Chris Withers
Chris Withers

Reputation: 11110

How do I resolve conflicts in an exported conda environment from macOS when installing on linux?

I have an environment.yaml, that I use to re-create conda environments as follows:

conda env create -p /home/chris/moneybox/env --file /home/chris/moneybox/environment.lock.yaml --force

On macOS, this works fine, on linux it fails after 30+ minutes with conflicts, but the output is, to me at least, impenetrable and I'm not able to figure out what I need to change.

I've put the output up as a gist. I can't make any sense of it, and while I've submitted a conda issue to try and get that improved, would anyone be able to tell me what's actually conflicting here and what changes I need to make to environment.lock.yaml to fix them?

Upvotes: 3

Views: 1080

Answers (1)

Stuart Berg
Stuart Berg

Reputation: 18162

Package requirements on macOS and linux are not always the same. And even when the requirements match perfectly, the set of available versions is not always identical. (Maybe conda-forge contains foobar-1.2.3 for linux, but foobar-1.2.4 for macOS.)

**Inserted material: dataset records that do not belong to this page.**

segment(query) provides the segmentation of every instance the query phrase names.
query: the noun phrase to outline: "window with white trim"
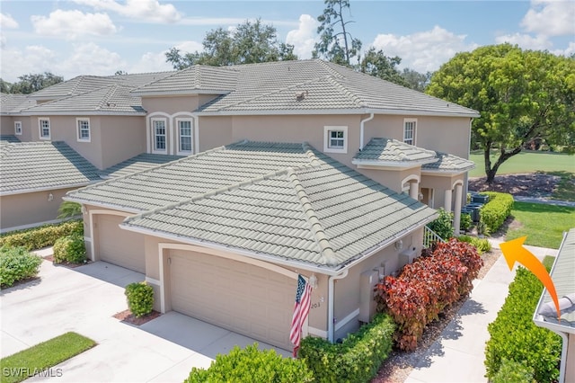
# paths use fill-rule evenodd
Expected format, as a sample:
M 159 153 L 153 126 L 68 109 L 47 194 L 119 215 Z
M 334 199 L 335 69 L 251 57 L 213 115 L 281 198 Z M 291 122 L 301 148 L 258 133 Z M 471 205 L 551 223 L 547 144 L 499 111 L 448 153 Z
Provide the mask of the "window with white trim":
M 90 119 L 75 119 L 78 141 L 90 142 Z
M 415 145 L 417 119 L 403 119 L 403 142 Z
M 167 150 L 165 119 L 152 120 L 154 129 L 154 150 L 165 152 Z
M 323 151 L 326 153 L 348 152 L 348 127 L 323 127 Z
M 40 117 L 38 119 L 40 139 L 50 139 L 50 119 Z
M 191 120 L 177 120 L 178 152 L 191 153 Z

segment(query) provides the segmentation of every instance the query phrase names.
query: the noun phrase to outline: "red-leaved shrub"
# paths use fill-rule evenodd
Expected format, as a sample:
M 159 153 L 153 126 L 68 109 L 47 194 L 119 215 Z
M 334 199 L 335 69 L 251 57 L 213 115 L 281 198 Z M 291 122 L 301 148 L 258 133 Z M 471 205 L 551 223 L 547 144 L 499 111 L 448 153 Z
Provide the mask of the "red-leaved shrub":
M 425 326 L 471 291 L 482 265 L 475 247 L 452 239 L 405 265 L 398 277 L 388 275 L 377 284 L 377 311 L 387 312 L 397 324 L 399 348 L 415 350 Z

For those reasons, it is usually not possible to export a large environment's package list from macOS and expect it to work on linux, or vice-versa (in my experience, at least). Once an environment gets large enough, the probability becomes high that at least one package's requirements cannot be satisfied.

Therefore, you'll need to maintain two different environment.lock.yaml files, for macOS and for linux. Since you're starting with a file that works on macOS, one easy thing to try is to simply drop the patch versions from all of the requirements and see if conda can work with that.

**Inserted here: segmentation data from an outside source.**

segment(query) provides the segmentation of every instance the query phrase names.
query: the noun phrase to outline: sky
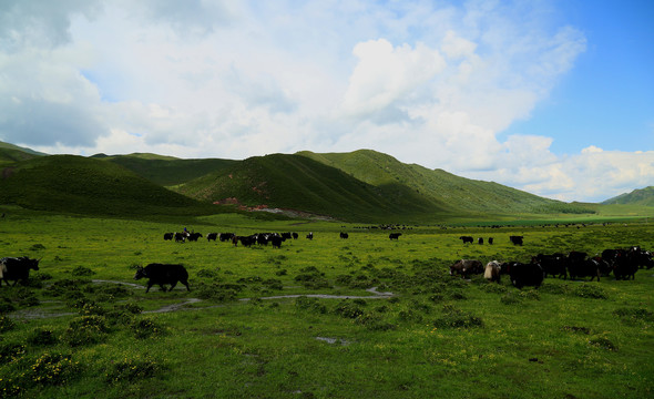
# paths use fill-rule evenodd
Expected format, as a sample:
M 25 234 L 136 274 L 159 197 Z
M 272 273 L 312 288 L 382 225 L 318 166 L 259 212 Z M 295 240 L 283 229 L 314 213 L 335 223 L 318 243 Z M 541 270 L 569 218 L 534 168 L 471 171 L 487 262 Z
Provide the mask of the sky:
M 654 185 L 652 0 L 0 0 L 0 141 L 369 149 L 565 202 Z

So, I tried that on your file. It worked fairly quickly. (I will add the new lock file as a comment on your gist.) Admittedly, this is not ideal -- nearly half of the packages ended up with a slightly different version. You'll need to test the environment to make sure it still suits your needs.

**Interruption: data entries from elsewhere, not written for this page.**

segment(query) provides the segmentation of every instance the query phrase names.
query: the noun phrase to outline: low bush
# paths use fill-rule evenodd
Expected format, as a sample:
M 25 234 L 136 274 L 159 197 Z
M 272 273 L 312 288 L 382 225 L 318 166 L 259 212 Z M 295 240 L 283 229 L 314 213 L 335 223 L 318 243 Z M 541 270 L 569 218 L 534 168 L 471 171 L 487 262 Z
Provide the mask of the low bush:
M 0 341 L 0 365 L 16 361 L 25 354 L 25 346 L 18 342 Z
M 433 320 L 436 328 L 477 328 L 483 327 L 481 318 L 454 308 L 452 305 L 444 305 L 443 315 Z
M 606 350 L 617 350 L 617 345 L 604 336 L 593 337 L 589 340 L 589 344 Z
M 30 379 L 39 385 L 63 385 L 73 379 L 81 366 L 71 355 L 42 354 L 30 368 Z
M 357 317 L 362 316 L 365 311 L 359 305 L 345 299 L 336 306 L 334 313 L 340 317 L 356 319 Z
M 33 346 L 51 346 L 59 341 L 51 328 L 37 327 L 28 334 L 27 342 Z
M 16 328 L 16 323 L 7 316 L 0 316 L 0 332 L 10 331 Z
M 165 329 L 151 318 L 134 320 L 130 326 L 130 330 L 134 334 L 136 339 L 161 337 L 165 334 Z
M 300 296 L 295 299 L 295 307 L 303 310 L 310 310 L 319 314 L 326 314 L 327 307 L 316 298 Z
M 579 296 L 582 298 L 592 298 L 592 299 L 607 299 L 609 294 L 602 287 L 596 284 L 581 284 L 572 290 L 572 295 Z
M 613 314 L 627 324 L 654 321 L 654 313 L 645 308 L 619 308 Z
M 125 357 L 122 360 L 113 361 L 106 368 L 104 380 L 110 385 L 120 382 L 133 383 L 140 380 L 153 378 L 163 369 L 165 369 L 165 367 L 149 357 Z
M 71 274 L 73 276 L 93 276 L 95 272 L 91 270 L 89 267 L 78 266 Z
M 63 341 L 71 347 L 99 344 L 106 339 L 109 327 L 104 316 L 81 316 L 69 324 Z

If you really want the two environments to match as closely as possible, you could try iterating over the differences and reverting them one at a time until you encounter a failure. But that seems like more trouble than it's worth. Maybe a better strategy is to just look over the differences and see if any of them stand out to you. You know your use-case; maybe there are one or two packages you need to be really picky about, so hand-pick those versions and leave the rest alone.